Fire on the Mountain
As of yesterday, the wildfires devastating Northern California have reached a death toll of 40. The flames have wreaked havoc, destroyed homes and are also taking their toll on this year’s cannabis harvest. It’s a critical situation for everyone in Northern California.
In regard to the damaged and destroyed cannabis farms, the wildfires could significantly impact the statewide legalization of weed in January. Specifically, the quality and quantity of this year’s harvest.
According to Hezekiah Allen, executive director of the California Growers Association, at least seven cannabis farms have been destroyed. He expects the number to “increase significantly” as people return to their homes.
If the fires destroy a significant amount of the harvest, the prices could skyrocket—just when they are expected to plummet further as legalization takes effect. Ironically, the wildfires could potentially cushion the transition to legalization. For the Emerald Triangle’s small growers, at least.
Among them, a common worry is being priced off the market by major players entering the industry, with the capital to exploit economies of scale.
The Emerald Triangle Growers
Stett Holbrook grapples with the price of weed in his article titled, “The High Price of Cheap Weed.” Holbrook writes that California’s legal medical marijuana business generated $1.8 billion in revenue last year. Meanwhile, the state’s illicit markets pulled in a staggering $5.1 billion. Once legal recreational cannabis hits the market, its value could hit $5.8 billion in the next four years.
But Holbrook notes the reluctance of many outlaw growers to legalize their crops by registering with the authorities.
So far, only about 3,000 of the estimated 50,000 cultivators in the Triangle have applied for permits. For reference, experts define the Emerald Triangle as Humboldt, Mendocino and Trinity counties.
“For some operators,” Holbrook writes, “the cost of legalization–tens of thousands of dollars for even a modest-sized operation, not including attorney and consultant fees—is simply too high.”
There is also the threat of competition from the south.
Well-capitalized operators are planting cannabis in giant greenhouses in the traditional agricultural heartlands of the Central Valley and Monterey County’s Salinas Valley.
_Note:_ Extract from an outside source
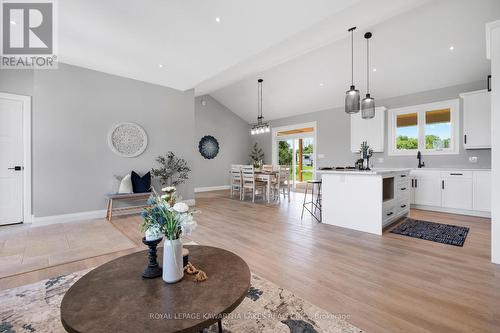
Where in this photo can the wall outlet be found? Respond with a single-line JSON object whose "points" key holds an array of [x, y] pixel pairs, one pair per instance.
{"points": [[473, 159]]}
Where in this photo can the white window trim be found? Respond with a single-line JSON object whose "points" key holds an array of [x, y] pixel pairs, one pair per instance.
{"points": [[452, 104]]}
They have a price point of about $1,300 a pound. Just a few years ago, Emerald Triangle growers could get more than triple that.
Given this, how will the Emerald Triangle’s small growers survive legalization?
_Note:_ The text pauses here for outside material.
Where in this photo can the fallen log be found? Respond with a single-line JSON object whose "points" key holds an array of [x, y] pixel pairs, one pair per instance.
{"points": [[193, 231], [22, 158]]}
At a California Bureau of Medical Cannabis Regulation, Humboldt State University agriculture expert Fred Krissman weighed in. As an example of how industrial cannabis could affect Emerald growers, Krissman pointed to Harborside. This Oakland-based dispensary is developing a 47-acre farm with 360,000 square feet of greenhouses in the Salinas Valley.
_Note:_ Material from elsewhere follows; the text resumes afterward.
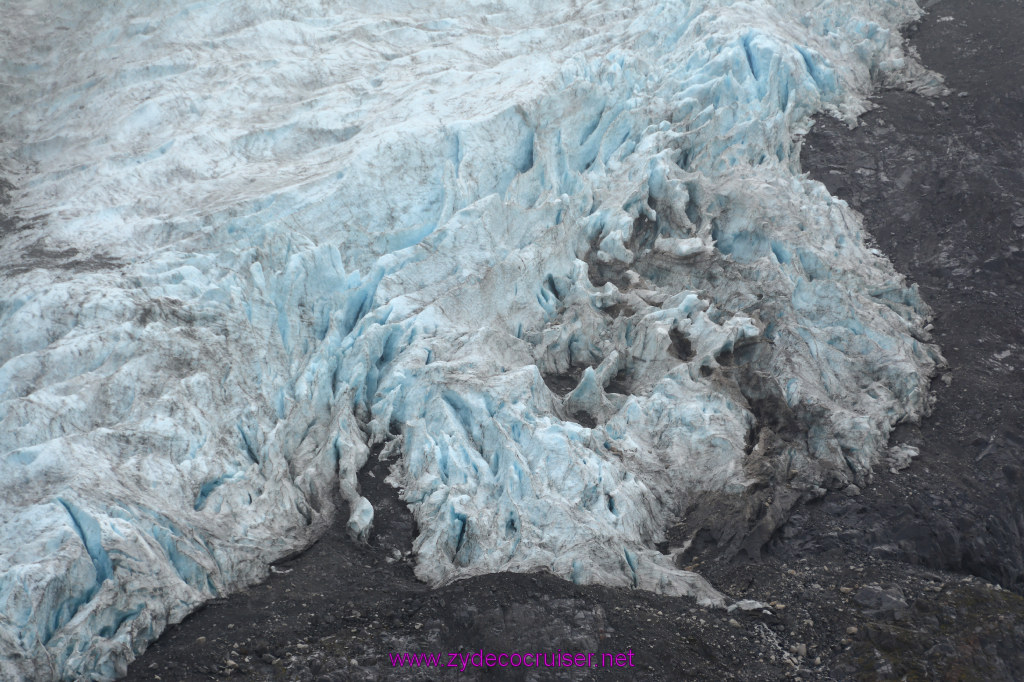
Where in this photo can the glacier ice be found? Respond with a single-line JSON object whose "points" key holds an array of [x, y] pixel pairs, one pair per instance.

Final Hit: Will The Emerald Triangle’s Small Growers Survive Legalization?
To help protect the Triangle’s traditional growers, Krissman calls for limiting farms to one acre, as well as imposing a government-subsidized floor price of $1,000 per pound at the farm gate. But he recognizes such ideas have little chance of success in the current loose regulatory climate.
Some protectionist measures are being taken—but not on behalf of the north country’s small growers. To protect Salinas Valley’s existing $5 billion traditional agricultural sectors, Monterey County officials have restricted cannabis cultivation to existing greenhouses. This move has sparked a real estate frenzy for ramshackle greenhouses that used to produce flowers before “free trade” opened the door to cheaper Colombian imports in the 1990s.
The specter of “corporate cannabis” was part of what led to the defeat of the 2010 legalization initiative in California. At least keeping a market niche for the small producers will now be a challenge for growers, advocates and policy-makers alike.